Le troisième argument de l'avocat de l'intimé a eu trait au concept de «contenant ordinaire». Il a rapproché les marchandises en question de l'exemple donné par le Tribunal dans la cause Guelph Paper Box, dans laquelle une distinction a été établie entre la margarine vendue dans un contenant de marque Tupperware (qui n'est pas un contenant «ordinaire») et la margarine vendue dans des contenants de plastique sans marque (contenants «ordinaires»).

À l'appui de la thèse selon laquelle les bouteilles thermos ne sont pas des contenants «ordinaires» en matière de ventes d'aliments ou de boissons exempts de taxe, l'avocat de l'intimé s'est également reporté aux politiques administratives pertinentes du ministère du Revenu national énoncées le Mémorandum de l'Accise ET 302 [7] (le Mémorandum ET 302), et selon lesquelles les contenants conçus pour un usage domestique ou de consommation ne sont pas des enveloppes ou des contenants ordinaires aux fins de la Loi.

Le Tribunal considère que la présente cause roule sur l'interprétation du texte de loi pertinent et, en particulier, sur la question de déterminer si les bouteilles thermos peuvent être interprétées, aux termes de l'alinéa 2k) de la partie I de l'annexe III de la Loi, comme étant des enveloppes ou des contenants «ordinaires» devant servir «exclusivement» pour des aliments ou des boissons non assujettis à la taxe de vente.

Le Tribunal convient avec l'appelant que l'approche consistant à prendre les mots dans leur «sens courant» et à les mettre «dans leur contexte global» est celle qui convient en matière d'interprétation des textes de loi.

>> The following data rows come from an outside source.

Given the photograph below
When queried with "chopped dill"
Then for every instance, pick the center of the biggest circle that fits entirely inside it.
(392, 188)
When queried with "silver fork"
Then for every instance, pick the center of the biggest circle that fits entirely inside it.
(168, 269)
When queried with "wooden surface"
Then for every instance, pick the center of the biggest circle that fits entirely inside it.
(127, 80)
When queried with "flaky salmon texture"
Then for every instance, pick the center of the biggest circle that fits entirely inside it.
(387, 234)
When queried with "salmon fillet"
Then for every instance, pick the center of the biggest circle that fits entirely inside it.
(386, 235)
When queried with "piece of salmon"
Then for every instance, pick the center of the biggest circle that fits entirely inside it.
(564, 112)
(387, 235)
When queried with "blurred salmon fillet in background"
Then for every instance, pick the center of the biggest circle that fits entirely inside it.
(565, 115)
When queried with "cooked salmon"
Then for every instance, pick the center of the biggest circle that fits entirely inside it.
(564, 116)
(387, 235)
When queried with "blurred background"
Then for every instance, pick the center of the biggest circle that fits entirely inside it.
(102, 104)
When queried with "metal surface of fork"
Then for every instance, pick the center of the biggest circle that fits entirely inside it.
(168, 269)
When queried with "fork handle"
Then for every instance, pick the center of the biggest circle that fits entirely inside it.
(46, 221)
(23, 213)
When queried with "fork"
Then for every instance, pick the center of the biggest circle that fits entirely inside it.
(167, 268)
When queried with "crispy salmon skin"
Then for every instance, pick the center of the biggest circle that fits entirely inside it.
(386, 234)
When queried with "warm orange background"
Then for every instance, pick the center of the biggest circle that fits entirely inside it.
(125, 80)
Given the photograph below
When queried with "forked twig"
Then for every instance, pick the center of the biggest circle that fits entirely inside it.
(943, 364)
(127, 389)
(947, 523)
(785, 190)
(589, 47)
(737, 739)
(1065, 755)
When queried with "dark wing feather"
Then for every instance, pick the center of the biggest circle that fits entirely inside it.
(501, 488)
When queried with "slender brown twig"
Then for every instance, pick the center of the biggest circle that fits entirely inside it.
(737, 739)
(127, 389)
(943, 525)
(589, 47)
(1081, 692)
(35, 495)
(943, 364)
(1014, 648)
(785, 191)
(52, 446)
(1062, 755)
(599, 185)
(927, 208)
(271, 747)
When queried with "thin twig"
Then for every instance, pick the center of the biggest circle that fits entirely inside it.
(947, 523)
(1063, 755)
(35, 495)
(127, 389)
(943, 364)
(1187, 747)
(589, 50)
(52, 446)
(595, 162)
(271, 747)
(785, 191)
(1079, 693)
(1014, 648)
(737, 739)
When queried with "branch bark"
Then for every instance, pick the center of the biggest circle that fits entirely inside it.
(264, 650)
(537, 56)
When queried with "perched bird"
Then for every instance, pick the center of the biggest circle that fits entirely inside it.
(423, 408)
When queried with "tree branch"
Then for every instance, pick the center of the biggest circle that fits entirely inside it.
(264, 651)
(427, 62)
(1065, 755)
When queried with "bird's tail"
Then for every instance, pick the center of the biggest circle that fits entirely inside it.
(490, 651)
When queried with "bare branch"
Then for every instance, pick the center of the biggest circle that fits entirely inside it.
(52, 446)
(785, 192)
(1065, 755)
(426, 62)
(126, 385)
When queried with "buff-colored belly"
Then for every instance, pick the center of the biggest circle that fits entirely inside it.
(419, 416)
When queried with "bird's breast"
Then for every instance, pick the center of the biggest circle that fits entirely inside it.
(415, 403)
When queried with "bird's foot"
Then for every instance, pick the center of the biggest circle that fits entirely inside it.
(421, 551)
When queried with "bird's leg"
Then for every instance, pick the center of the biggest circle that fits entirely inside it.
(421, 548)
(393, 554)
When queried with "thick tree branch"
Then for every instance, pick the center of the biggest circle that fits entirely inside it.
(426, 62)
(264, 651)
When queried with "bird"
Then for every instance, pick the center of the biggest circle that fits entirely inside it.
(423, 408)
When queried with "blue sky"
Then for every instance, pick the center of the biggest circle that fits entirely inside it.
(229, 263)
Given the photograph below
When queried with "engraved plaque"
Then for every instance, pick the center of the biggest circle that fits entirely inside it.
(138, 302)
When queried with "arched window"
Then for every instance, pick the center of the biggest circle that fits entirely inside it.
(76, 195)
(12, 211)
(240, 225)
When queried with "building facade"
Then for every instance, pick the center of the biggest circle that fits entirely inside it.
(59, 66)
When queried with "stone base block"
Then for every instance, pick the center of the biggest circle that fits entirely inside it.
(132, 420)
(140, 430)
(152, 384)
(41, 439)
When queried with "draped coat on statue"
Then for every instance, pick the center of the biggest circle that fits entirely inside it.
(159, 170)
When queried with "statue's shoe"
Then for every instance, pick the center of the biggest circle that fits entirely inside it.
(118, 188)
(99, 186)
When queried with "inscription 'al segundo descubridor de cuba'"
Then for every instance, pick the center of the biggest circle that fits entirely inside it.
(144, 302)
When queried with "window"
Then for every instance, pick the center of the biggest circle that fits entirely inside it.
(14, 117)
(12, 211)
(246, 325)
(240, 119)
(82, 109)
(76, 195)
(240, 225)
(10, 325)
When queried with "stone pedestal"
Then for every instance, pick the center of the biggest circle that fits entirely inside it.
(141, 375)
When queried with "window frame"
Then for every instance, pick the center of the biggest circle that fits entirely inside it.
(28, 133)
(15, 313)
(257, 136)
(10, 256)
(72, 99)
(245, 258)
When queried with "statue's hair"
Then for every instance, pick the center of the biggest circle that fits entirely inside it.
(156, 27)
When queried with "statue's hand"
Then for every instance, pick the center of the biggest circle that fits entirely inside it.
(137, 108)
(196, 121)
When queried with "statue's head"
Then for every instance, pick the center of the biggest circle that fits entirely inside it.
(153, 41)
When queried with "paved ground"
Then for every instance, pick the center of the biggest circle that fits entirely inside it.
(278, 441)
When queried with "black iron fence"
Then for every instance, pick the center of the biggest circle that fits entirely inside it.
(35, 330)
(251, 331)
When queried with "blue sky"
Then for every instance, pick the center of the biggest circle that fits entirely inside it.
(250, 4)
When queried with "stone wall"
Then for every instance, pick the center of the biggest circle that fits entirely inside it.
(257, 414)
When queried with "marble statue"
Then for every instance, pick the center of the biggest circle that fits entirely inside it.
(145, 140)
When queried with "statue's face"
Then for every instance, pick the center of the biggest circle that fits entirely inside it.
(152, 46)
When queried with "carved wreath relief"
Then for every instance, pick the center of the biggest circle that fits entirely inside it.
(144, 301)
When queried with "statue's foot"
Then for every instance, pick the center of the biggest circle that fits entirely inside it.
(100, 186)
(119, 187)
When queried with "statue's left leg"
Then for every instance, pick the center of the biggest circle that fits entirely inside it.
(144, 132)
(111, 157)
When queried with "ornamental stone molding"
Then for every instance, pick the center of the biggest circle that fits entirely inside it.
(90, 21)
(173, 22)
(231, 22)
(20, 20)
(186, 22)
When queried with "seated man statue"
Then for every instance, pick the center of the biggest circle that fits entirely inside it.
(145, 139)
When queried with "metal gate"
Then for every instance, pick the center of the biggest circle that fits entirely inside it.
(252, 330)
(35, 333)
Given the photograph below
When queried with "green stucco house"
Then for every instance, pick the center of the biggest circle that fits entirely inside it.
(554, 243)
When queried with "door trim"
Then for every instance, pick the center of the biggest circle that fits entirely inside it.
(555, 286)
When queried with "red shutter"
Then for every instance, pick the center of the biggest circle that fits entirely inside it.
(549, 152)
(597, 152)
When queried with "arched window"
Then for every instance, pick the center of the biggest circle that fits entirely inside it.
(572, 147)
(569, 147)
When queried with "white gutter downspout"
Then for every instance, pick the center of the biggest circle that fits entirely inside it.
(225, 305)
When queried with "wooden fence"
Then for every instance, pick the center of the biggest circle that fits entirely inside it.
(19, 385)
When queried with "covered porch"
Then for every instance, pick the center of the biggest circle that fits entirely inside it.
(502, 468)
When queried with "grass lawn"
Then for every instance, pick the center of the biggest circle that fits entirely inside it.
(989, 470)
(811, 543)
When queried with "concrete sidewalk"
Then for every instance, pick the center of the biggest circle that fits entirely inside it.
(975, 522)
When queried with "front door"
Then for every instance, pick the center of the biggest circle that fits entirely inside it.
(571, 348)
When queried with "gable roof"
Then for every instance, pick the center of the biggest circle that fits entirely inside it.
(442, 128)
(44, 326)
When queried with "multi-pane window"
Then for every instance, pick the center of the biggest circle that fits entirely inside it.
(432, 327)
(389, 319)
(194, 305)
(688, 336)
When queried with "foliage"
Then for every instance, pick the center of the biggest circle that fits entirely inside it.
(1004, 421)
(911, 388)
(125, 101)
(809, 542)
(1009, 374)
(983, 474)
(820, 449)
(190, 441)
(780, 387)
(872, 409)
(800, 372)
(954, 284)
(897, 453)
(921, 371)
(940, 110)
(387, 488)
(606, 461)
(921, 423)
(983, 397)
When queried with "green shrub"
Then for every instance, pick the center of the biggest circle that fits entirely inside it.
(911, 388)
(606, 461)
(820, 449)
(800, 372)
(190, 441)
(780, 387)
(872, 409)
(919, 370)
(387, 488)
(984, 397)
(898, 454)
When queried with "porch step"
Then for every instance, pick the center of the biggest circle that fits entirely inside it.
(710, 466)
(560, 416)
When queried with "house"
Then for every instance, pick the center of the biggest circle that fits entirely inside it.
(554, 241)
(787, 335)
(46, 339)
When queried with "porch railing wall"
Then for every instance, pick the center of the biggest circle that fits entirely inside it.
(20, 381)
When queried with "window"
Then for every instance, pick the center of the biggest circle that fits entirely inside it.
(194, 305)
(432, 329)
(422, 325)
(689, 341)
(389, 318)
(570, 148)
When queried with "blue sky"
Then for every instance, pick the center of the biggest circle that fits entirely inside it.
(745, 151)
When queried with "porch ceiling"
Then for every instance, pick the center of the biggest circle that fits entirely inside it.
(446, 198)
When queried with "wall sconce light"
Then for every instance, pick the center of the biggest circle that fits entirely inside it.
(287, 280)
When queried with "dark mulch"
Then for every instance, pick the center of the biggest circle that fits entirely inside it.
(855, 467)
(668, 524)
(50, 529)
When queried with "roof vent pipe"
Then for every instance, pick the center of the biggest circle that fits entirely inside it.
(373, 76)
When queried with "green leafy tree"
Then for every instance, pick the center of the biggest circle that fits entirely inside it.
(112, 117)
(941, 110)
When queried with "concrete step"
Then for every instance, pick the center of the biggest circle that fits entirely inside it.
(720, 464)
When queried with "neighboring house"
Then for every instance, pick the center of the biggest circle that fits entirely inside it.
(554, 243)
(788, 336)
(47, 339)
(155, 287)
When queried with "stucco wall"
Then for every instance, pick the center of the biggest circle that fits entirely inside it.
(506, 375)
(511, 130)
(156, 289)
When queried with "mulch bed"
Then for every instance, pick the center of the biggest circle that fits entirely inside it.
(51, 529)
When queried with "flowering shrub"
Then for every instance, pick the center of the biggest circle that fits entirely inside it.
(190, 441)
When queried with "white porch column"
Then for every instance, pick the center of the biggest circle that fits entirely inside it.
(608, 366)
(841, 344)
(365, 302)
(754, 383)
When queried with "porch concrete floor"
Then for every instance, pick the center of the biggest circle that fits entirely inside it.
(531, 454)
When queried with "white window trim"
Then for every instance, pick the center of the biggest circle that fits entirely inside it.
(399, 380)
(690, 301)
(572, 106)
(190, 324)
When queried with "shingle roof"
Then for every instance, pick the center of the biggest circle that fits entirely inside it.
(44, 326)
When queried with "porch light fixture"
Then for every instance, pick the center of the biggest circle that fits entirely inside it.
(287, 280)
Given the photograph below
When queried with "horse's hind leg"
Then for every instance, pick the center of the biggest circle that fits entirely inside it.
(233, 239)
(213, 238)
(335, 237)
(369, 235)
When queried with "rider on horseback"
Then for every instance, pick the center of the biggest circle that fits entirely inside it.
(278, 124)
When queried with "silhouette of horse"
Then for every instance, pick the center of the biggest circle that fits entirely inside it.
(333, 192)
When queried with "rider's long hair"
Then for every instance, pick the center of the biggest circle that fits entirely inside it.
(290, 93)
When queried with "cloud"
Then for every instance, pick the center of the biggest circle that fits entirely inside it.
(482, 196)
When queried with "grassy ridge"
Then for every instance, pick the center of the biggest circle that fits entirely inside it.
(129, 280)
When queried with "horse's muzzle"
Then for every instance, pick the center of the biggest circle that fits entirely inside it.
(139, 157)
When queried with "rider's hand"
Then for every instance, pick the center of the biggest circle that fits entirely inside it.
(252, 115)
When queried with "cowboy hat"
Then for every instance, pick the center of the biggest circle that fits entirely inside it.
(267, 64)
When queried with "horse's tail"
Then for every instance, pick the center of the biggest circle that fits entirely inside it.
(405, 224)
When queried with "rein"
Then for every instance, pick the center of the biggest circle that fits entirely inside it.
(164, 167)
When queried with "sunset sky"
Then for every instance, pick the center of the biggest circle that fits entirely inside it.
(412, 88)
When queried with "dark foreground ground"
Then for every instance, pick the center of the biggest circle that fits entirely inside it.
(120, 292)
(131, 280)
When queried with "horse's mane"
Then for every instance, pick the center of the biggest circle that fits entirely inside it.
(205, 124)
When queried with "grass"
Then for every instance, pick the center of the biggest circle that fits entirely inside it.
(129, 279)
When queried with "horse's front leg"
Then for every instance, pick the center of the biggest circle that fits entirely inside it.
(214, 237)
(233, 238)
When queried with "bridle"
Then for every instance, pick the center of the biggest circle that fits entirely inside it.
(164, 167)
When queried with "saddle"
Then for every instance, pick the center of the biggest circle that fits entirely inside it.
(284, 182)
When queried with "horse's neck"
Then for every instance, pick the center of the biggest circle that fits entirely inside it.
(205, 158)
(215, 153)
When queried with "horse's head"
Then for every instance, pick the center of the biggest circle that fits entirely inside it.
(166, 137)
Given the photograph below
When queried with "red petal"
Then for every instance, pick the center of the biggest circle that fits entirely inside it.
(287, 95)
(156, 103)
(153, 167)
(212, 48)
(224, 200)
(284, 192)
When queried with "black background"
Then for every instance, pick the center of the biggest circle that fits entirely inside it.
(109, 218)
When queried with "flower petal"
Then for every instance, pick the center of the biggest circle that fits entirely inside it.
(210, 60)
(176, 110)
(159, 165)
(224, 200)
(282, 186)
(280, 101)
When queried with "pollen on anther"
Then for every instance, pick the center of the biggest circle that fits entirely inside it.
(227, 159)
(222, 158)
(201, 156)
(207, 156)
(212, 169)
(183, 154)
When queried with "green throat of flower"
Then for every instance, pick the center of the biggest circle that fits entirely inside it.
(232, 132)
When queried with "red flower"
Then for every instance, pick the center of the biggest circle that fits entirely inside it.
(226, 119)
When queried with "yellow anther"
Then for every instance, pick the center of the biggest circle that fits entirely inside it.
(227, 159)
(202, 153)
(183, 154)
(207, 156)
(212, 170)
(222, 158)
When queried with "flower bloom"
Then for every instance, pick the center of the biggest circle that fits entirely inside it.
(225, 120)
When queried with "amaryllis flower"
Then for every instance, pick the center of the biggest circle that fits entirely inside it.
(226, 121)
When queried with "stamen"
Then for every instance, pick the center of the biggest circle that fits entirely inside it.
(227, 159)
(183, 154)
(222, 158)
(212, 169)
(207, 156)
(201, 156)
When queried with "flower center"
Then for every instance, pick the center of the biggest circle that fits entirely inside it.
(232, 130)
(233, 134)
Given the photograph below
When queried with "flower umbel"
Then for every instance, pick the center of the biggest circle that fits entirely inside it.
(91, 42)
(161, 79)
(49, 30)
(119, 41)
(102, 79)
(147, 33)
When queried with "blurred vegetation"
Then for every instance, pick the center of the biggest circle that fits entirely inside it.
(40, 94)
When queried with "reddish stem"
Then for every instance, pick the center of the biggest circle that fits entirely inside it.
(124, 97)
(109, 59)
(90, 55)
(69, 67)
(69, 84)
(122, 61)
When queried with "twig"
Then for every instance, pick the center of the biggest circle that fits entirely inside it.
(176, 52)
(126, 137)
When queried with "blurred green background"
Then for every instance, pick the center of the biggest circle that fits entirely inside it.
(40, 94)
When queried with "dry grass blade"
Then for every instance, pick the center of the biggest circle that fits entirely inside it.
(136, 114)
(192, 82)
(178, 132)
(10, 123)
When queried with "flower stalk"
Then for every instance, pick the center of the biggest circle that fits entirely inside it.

Cependant, l'application de ce principe ne conduit pas le Tribunal à lire l'alinéa 2k) de la partie I de l'annexe III de la Loi en lui-même et indépendamment des autres alinéas de l'article 2, du reste de la partie I de l'annexe III de la Loi ou, en fait, de l'objet général de la Loi. Ce n'est pas seulement la lettre, mais aussi l'objet et l'esprit de la Loi que le Tribunal doit examiner lorsqu'il interprète le texte législatif. La loi porte sur des transactions commerciales faisant intervenir la production, la vente et la consommation de marchandises. Elle ne s'intéresse pas aux utilisations privées et domestiques des marchandises.

Il est vrai que l'article 2 de la partie I de l'annexe III de la Loi ne mentionne pas spécifiquement la fabrication, la production ou la vente de marchandises, comme le fait l'article 1. Cependant, les contenants décrits dans les alinéas a) à j) de l'article 2 sont utilisés dans l'industrie alimentaire pour la production et l'emballage de marchandises exemptes de taxe. L'alinéa 2k), dans le contexte de l'article 2 pris dans son ensemble et en tant qu'élément de la partie I de l'annexe III, est clairement destiné à être lu dans un contexte commercial. Le Tribunal ne peut concevoir dans quel intérêt public le législateur aurait pu former l'intention que des produits comme les bouteilles thermos vides ou les contenants Tupperware devraient être exempts de taxe dès qu'il peut être prouvé que, lorsque remplis par le consommateur, ils contiennent exclusivement des aliments ou des boissons exempts de taxe. Le Tribunal est plutôt d'avis que le législateur avait pour intention que les articles en question, pour être visés par l'exemption prévue à l'article 2 de la partie I de l'annexe III de la Loi, doivent contenir des marchandises exemptes de taxe au moment de la vente, et ne pas être vendus vides. En outre, les dispositions du Mémorandum ET 302, bien qu'elles ne soient pas déterminantes, vont dans le sens d'une interprétation de l'article 2 dans un contexte commercial.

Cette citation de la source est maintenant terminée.